小时候,总觉得读书是件苦差事,是白纸黑字堆砌的围墙。直到那个百无聊赖的下午,我蜷在外婆的藤椅里,随手翻开一本旧书。阳光透过窗棂,灰尘在光柱里跳舞,就在那一缕暖意中,我跌进了《城南旧事》的胡同。英子的眼睛,成了我的眼睛。我听见骆驼队清脆的铃铛,看见冬日暖阳下冰糖葫芦的亮光,也懵懂地触碰着成人世界的悲欢离合。合上书时,夕阳已把墙壁染成橘黄,心里却像被一场细雨洗过,又满又静。那是我第一次知道,书页不是围墙,是任意门。一翻开,人就跟着走了,走到从未去过的时间和地方,走进另一个人生命的肌理里。墨香,原来是启程的味道。
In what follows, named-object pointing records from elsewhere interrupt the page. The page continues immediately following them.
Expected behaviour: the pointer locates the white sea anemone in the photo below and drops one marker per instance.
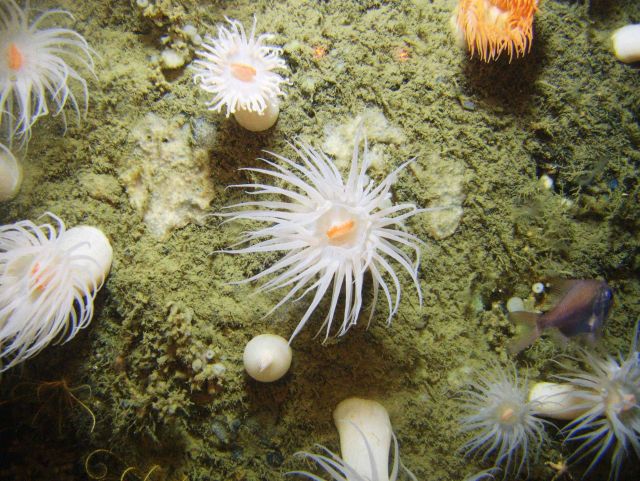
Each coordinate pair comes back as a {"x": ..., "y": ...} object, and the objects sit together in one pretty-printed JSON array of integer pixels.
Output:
[
  {"x": 332, "y": 232},
  {"x": 365, "y": 440},
  {"x": 10, "y": 174},
  {"x": 610, "y": 388},
  {"x": 504, "y": 422},
  {"x": 48, "y": 280},
  {"x": 36, "y": 69},
  {"x": 239, "y": 71}
]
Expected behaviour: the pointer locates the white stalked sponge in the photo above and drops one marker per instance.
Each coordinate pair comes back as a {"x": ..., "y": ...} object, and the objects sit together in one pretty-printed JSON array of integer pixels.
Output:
[
  {"x": 238, "y": 70},
  {"x": 48, "y": 280},
  {"x": 626, "y": 43},
  {"x": 10, "y": 174},
  {"x": 267, "y": 357}
]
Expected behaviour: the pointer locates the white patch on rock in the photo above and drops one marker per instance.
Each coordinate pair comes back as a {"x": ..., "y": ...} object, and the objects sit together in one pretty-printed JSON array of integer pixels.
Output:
[{"x": 168, "y": 181}]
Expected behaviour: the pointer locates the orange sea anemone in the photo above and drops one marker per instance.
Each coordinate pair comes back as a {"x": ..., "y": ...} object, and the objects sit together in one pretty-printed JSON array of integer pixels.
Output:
[{"x": 491, "y": 27}]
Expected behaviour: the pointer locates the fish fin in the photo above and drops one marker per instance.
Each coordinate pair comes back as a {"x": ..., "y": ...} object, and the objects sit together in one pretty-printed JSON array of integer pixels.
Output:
[
  {"x": 557, "y": 288},
  {"x": 527, "y": 332}
]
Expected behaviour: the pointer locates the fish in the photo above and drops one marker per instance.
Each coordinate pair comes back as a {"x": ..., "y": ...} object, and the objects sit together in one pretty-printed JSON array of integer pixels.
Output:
[{"x": 582, "y": 307}]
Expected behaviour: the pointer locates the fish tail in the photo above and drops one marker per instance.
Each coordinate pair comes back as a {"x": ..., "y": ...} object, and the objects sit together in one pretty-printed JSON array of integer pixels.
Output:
[{"x": 528, "y": 330}]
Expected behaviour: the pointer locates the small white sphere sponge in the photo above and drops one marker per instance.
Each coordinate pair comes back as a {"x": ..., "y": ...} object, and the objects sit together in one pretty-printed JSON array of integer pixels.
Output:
[
  {"x": 626, "y": 43},
  {"x": 267, "y": 357},
  {"x": 91, "y": 242}
]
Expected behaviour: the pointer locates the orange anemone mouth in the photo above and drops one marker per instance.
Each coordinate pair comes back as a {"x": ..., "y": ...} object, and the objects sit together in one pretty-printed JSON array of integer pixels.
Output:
[
  {"x": 491, "y": 27},
  {"x": 15, "y": 57}
]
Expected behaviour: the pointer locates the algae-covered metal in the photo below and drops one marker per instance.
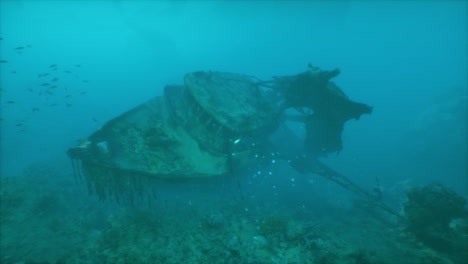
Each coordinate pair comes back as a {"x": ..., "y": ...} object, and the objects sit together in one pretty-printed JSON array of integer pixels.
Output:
[{"x": 212, "y": 125}]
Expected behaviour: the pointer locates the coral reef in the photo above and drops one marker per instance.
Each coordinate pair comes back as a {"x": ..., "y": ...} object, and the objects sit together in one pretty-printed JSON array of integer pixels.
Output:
[
  {"x": 433, "y": 214},
  {"x": 47, "y": 218}
]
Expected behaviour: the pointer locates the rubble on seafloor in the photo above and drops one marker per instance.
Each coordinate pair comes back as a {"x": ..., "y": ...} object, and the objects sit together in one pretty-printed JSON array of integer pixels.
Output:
[{"x": 47, "y": 218}]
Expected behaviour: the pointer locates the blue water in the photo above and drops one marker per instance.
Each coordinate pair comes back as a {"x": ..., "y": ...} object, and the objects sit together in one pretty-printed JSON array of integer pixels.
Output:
[{"x": 407, "y": 59}]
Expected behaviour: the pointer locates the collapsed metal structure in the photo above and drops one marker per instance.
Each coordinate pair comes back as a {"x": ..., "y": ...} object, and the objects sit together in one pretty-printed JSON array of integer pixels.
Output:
[{"x": 214, "y": 125}]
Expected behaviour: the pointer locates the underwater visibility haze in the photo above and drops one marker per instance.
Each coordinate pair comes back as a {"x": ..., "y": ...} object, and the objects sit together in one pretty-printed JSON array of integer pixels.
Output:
[{"x": 234, "y": 132}]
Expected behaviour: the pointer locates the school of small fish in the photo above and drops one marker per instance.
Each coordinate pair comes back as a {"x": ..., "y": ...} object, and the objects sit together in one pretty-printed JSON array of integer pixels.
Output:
[{"x": 55, "y": 87}]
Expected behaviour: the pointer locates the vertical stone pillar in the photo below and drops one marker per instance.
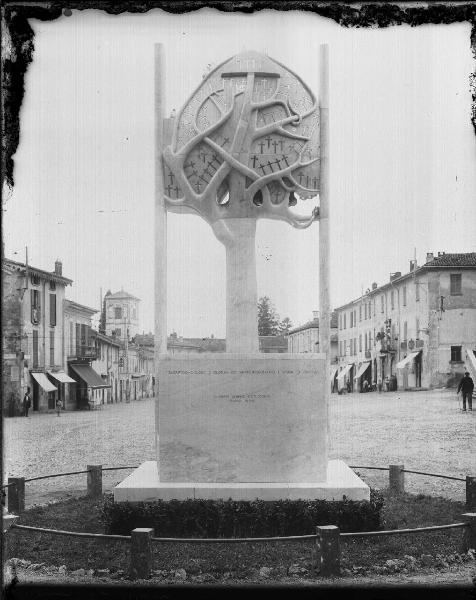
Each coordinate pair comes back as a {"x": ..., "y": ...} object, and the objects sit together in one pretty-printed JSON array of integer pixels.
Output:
[
  {"x": 470, "y": 492},
  {"x": 396, "y": 480},
  {"x": 16, "y": 495},
  {"x": 160, "y": 248},
  {"x": 94, "y": 480},
  {"x": 238, "y": 237},
  {"x": 324, "y": 229},
  {"x": 469, "y": 540},
  {"x": 328, "y": 550},
  {"x": 141, "y": 553}
]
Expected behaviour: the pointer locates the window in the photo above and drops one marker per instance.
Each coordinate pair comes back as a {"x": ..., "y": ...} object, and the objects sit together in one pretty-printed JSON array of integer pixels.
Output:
[
  {"x": 35, "y": 306},
  {"x": 78, "y": 339},
  {"x": 53, "y": 310},
  {"x": 35, "y": 348},
  {"x": 455, "y": 284},
  {"x": 52, "y": 348},
  {"x": 456, "y": 354}
]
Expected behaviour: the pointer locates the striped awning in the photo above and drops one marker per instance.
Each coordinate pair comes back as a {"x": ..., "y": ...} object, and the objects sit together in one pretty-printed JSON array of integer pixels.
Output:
[
  {"x": 344, "y": 372},
  {"x": 44, "y": 382},
  {"x": 408, "y": 359}
]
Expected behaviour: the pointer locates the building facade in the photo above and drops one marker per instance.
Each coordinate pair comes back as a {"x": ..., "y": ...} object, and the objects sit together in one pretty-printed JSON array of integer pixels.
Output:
[
  {"x": 106, "y": 363},
  {"x": 412, "y": 332},
  {"x": 33, "y": 335},
  {"x": 122, "y": 315},
  {"x": 89, "y": 388}
]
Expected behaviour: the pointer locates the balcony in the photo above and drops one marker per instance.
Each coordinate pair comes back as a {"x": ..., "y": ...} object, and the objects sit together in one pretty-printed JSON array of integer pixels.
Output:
[
  {"x": 84, "y": 352},
  {"x": 386, "y": 346}
]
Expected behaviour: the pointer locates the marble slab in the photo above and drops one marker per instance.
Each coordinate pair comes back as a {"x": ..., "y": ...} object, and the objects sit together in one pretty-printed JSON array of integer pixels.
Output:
[
  {"x": 143, "y": 485},
  {"x": 254, "y": 418}
]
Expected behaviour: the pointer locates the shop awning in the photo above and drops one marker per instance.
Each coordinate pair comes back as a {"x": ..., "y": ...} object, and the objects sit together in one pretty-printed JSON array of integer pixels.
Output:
[
  {"x": 363, "y": 367},
  {"x": 44, "y": 382},
  {"x": 89, "y": 376},
  {"x": 61, "y": 376},
  {"x": 344, "y": 372},
  {"x": 408, "y": 359}
]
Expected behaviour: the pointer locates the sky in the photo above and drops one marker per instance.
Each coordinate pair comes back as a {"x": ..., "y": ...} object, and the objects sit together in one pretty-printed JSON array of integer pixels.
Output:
[{"x": 402, "y": 157}]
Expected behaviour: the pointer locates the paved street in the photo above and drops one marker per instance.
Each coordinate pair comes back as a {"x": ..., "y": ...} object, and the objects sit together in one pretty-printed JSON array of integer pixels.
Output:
[{"x": 423, "y": 430}]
后来,远足的路越走越远,越走越深。读《活着》,像是跟着福贵在烈日与黄土里踉跄走了一生,看着他身边的人一个个离去,最后只剩一头老牛相伴。心里堵得发慌,却没有眼泪,只有无尽的茫然和对生命韧性的敬畏。那不只是一个人的苦难史,那是土地沉默的呼吸。读《红楼梦》,则像走进一座繁华又精致的大观园,看那些鲜活的灵魂在命运的薄冰上起舞,听青春与理想的碎裂声,最后“白茫茫大地真干净”的虚空,让年少的我初尝了繁华幻灭的滋味。每本书都是一次陌生的投胎,你在别人的悲喜里活一遍,再回到自己的生活时,眼神里就多了一点不一样的底色。这远足,不费脚力,却最耗心神。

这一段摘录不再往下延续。